Researchers have found similarities between the early behavior of humans, chimpanzees and bonobos. Chimpanzees and bonobos are closely related to humans on the evolutionary tree. The study shows that babies of all three species develop more or less the same kind of communicative language skills while growing up. 

"The similarity in the form and function of the gestures in a human infant, a baby chimpanzee and a baby bonobo was remarkable," said Patricia Greenfield, a Distinguished Professor of Psychology at UCLA and co-author of the study. Researchers used video footage of the babies growing up that helped them analyze their behavior and development.

The researchers studied gestures such as pointing fingers and raising arms when the babies want to be picked up, and found them to be strikingly similar in the three different species.

Previously, Charles Darwin had said that facial expressions and certain gestures were similar regardless of a human's geographical location. The present study takes this idea a bit further by finding that certain gestures among closely-related ape species are innate. The study provides a new insight into the development of gestures and speech.

The female chimpanzee called Panpanzee, (Pan troglodytes), and Panbanisha, a female bonobo (Pan paniscus) were raised together at the Language Research Center in Atlanta.

At this Center, the apes learned to communicate with their caretakers using gestures, voices and visual symbols (mainly geometric shapes) called lexigrams.

"Lexigrams were learned, as human language is, during meaningful social interactions, not from behavioral training," said the study's lead author, Kristen Gillespie-Lynch, an Assistant Professor of Psychology at the City University of New York.

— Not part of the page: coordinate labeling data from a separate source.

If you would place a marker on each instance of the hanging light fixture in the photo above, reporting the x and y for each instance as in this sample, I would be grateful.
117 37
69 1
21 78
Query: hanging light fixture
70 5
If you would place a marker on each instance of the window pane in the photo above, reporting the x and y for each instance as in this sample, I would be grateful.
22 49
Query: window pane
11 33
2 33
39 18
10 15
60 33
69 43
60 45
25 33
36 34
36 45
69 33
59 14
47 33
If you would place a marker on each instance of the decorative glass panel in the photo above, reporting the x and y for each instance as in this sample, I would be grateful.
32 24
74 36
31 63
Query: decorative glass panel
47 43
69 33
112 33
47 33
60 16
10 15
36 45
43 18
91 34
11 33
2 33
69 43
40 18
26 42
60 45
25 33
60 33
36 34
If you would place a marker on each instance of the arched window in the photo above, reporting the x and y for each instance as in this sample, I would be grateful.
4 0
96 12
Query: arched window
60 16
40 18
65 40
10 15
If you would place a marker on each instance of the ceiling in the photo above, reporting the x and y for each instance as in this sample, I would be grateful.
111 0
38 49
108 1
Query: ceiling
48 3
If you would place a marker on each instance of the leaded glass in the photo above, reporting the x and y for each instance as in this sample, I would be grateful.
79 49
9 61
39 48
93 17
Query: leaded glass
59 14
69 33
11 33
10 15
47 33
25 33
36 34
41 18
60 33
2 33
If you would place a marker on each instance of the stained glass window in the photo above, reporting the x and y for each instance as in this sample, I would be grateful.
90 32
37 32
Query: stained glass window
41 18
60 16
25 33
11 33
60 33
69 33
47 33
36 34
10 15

The human girl grew up at her home where video recordings were taken from when she was 11 months old and ended when she reached 18 months. The video footage for the apes started when they were about 12 months old and ended at 26 months.

The video analysis showed that babies of the three species learn gestures first and later develop speech skills based on symbols (for apes) and words (for human baby).

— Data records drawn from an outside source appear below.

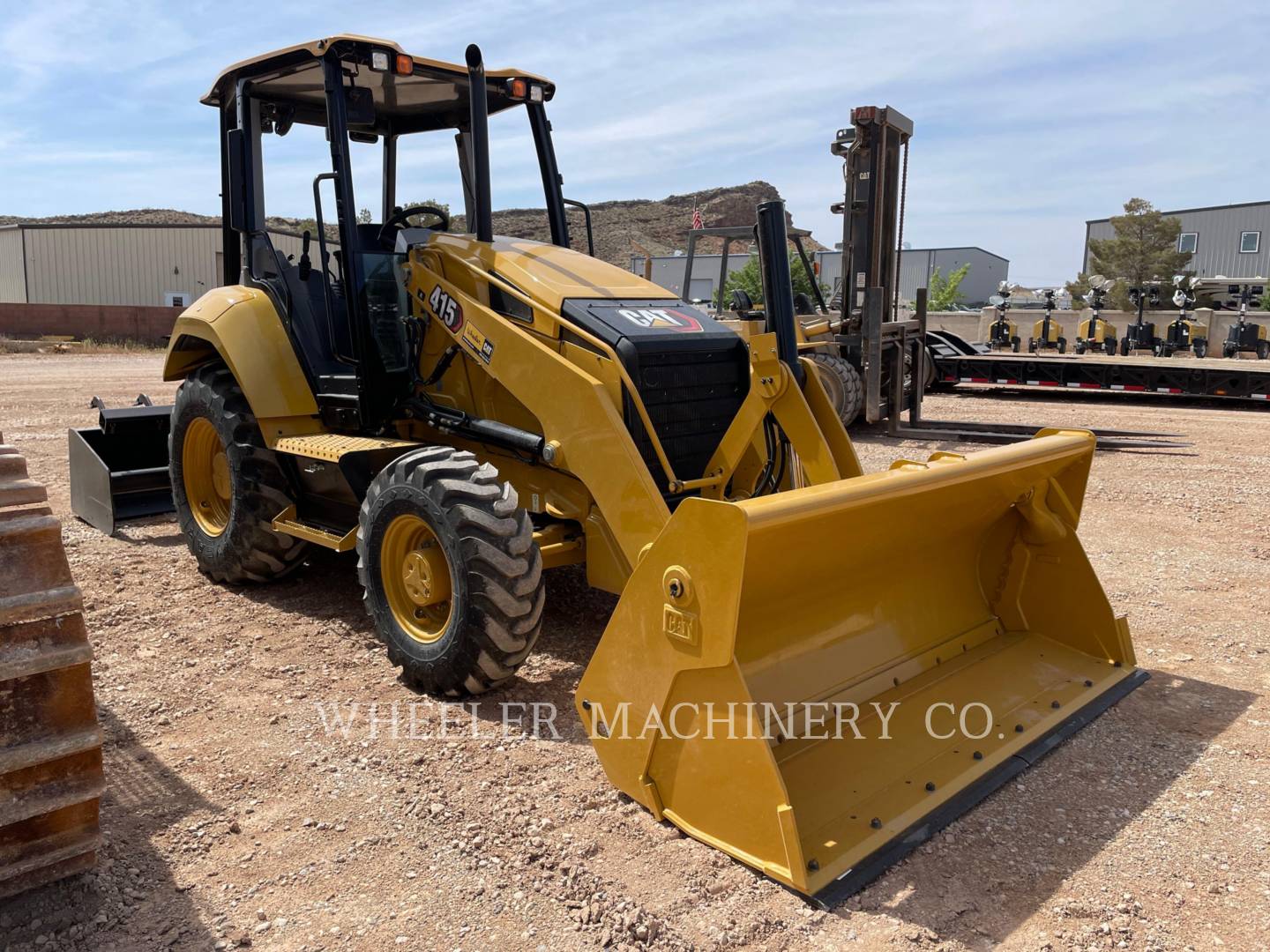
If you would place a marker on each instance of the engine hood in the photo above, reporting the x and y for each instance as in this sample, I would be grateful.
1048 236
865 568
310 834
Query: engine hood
548 273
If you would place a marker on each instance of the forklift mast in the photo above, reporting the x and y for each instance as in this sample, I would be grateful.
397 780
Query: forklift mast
875 153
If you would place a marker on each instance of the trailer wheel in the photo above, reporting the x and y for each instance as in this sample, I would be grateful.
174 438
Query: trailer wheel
451 571
842 383
227 485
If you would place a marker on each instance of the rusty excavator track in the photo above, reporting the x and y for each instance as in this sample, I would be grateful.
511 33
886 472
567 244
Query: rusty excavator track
49 739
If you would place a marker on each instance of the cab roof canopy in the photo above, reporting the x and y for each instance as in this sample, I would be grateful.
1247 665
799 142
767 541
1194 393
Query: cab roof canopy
433 95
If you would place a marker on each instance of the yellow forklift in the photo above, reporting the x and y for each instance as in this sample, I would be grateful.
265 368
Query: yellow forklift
1095 333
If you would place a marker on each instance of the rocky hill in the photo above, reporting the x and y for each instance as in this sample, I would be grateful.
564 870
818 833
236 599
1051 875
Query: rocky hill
621 228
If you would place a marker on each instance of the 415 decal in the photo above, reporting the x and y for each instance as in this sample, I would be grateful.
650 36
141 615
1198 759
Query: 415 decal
444 309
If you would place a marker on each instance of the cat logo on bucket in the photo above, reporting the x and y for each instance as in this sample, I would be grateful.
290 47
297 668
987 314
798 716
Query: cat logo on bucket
661 319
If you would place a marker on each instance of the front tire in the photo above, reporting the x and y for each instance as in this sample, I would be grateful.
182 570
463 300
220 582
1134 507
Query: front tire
842 383
452 576
227 485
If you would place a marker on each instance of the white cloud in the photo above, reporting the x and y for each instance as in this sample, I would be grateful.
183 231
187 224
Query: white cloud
1030 117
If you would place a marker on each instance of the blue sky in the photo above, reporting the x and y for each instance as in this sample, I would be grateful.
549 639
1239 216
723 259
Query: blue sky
1030 117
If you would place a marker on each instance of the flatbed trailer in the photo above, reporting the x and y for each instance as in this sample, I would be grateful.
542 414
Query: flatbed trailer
1179 376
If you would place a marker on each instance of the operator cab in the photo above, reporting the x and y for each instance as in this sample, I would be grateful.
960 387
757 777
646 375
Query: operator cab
343 300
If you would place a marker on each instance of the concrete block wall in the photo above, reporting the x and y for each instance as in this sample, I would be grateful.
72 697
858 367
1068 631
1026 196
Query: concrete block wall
79 322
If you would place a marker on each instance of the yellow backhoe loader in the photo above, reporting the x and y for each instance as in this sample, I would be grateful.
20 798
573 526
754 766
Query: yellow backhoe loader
467 410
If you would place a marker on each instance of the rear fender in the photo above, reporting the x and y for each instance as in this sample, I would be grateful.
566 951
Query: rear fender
242 328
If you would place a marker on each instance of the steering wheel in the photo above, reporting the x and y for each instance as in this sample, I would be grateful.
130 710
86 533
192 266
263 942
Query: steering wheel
399 219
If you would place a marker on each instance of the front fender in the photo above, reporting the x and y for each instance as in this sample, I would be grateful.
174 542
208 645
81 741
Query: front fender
242 328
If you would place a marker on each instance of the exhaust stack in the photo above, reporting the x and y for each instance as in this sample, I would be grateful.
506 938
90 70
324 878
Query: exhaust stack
479 136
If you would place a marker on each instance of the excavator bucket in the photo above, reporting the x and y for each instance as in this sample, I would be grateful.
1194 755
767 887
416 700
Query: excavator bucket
120 467
817 681
49 740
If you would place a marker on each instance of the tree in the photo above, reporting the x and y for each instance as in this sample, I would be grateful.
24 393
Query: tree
945 292
750 279
1145 248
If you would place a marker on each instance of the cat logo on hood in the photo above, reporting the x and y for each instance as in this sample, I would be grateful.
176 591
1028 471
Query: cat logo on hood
661 319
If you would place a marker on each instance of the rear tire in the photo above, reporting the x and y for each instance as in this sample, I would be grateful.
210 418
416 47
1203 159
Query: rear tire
227 485
842 383
441 509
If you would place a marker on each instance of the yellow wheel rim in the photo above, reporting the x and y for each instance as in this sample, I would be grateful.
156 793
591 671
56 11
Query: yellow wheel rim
206 473
417 579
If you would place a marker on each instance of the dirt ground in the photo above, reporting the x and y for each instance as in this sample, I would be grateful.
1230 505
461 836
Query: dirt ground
234 819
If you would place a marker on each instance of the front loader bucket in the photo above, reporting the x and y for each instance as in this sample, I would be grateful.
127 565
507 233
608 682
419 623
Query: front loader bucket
120 467
723 691
49 740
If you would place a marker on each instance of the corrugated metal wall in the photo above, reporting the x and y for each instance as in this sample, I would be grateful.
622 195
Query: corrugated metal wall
1217 250
124 265
13 279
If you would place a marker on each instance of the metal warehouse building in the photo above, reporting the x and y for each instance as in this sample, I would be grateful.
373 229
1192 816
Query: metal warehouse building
915 267
1223 239
115 264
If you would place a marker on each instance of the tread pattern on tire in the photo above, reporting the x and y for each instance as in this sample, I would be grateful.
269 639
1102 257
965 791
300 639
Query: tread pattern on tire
852 386
502 571
249 550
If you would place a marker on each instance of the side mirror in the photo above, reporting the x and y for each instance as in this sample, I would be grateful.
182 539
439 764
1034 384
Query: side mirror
235 152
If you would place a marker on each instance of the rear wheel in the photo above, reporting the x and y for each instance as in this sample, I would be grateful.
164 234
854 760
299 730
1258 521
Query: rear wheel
227 485
842 383
452 576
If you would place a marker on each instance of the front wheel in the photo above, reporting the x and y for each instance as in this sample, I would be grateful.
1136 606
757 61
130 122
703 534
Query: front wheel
842 383
227 485
451 571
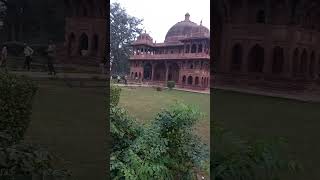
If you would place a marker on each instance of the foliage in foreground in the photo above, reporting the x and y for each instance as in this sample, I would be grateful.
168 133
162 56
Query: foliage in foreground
16 98
233 158
18 158
167 149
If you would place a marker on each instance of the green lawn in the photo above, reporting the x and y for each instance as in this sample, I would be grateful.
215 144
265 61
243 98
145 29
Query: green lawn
71 122
259 117
145 103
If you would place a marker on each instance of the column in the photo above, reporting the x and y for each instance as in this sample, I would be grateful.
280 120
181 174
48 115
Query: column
152 73
203 48
167 69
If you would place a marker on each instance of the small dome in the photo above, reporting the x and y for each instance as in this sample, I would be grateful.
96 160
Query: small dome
144 38
184 29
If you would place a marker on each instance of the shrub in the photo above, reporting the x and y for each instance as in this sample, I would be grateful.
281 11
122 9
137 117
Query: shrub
115 92
26 160
155 151
16 98
171 84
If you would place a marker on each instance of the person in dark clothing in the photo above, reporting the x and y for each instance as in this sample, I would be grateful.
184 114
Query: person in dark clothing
51 55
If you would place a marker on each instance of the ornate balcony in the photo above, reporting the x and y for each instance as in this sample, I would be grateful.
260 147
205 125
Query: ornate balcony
170 56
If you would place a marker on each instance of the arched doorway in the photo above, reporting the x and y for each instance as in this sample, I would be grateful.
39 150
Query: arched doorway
200 48
278 60
312 65
236 58
184 80
193 48
256 59
84 44
190 80
304 62
295 63
196 81
147 71
71 43
173 73
95 44
160 72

"Gesture appeared to help all three species develop symbolic skills when they were raised in environments rich in language and communication," said Gillespie-Lynch, who conducted the research while she was at UCLA.

Another important finding was that the human baby would gesture with vocalizations while such behavior was absent in other apes.

"This finding suggests that the ability to combine gesture and vocalization may have been important for the evolution of language," Greenfield said in a news release.

The study is published in the journal Frontiers in Psychology.